Universities charging below 6K ‘extremely unlikely’
The IFS has been number crunching the Tuition Fees announcement and pouring ice cold water over the government’s claim that universities will only charge more than £6,000 a year in tuition fees “in excpetional circumstances.”
The IFS says it thinks universities charging below £6,000 is “extremely unlikely” because after government cuts to the teaching grant of nearly 80 per cent the universities will need to charge £7,000 just to stand still and replace the lost income.
Ministers weren’t very helpful on what “exceptional” precisely meant in this context but, for the record, one Vice Chancellor I spoke to this afternoon thought there would only be about a dozen busting the £6,000 threshold. The Russell Group though said they expected “many universities” would want to bust it.
Elsewhere on Tuition Fees, Home Office minister, Lynne Featherstone, has outed herself as one of the Lib Dem ministers considering voting against the Tuition Fees proposals outlined today (thanks to James Kirkup at The Telegraph for spotting this).
When you read her words you realise that the Coalition is planning to use the ambiguity in the Coalition Agreement to rewrite the rules on collective responsibility and allow ministers to abstain while keeping their jobs.
She writes: “I won’t make a final decision until the final proposals are on the table. I will have three choices in theory: support the Government (and as a Minister this would be the norm), abstain as per the coalition agreement or vote against as per the NUS pledge.”
It’s always been pretty well understood that the Lib Dems emergency opt out on Tuition Fees, allowing Lib Dem MPs to abstain if they didn’t like government policy on the matter, was meant to apply to all Lib Dem MPs collectively opposing a measure the Tories felt they had to push through.

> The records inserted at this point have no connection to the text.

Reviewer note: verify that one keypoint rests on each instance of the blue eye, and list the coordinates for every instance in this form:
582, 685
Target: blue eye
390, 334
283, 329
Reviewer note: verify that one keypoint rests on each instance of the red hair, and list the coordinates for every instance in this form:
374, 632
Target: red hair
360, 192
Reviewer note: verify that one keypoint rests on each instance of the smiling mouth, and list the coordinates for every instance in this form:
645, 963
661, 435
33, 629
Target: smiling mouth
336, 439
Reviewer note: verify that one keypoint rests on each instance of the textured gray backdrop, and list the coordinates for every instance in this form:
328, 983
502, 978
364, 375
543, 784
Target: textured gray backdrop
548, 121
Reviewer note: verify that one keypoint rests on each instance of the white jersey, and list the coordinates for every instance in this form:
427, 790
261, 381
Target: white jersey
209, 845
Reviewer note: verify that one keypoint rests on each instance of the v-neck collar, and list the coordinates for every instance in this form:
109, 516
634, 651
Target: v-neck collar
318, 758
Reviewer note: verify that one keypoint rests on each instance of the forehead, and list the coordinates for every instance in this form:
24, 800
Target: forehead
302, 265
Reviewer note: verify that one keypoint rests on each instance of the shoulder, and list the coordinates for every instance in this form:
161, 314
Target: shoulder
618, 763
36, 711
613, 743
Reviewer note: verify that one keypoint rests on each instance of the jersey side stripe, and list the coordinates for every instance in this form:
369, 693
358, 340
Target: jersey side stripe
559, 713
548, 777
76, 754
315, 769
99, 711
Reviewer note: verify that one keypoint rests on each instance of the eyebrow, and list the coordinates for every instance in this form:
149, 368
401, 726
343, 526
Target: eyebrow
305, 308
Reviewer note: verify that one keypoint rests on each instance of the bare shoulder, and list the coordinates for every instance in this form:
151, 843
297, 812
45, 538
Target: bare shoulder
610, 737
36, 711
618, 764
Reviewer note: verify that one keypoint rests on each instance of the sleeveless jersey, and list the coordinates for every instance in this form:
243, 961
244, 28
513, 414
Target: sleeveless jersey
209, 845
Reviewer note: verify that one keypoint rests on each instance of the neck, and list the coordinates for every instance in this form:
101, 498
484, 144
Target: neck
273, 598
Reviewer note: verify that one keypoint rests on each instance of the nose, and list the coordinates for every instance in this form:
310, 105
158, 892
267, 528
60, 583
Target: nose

It’s now being stretched in a lawyerly bit of interpretation to mean that Lib Dem ministers will be allowed to abstain on the measure even though it’s been authored by their own Dr Cable and overseen by their Party leader. It’s unheard of for ministers to keep their jobs in government even though they have failed to support a major government non-conscience measure … but then a lot of stuff in the last few months is without precedent.
Update: Vince Cable has just tweaked his line on the £6000 threshold, speaking on Channel 4 News, saying that “a substantial minority” will charge above £6000 a year.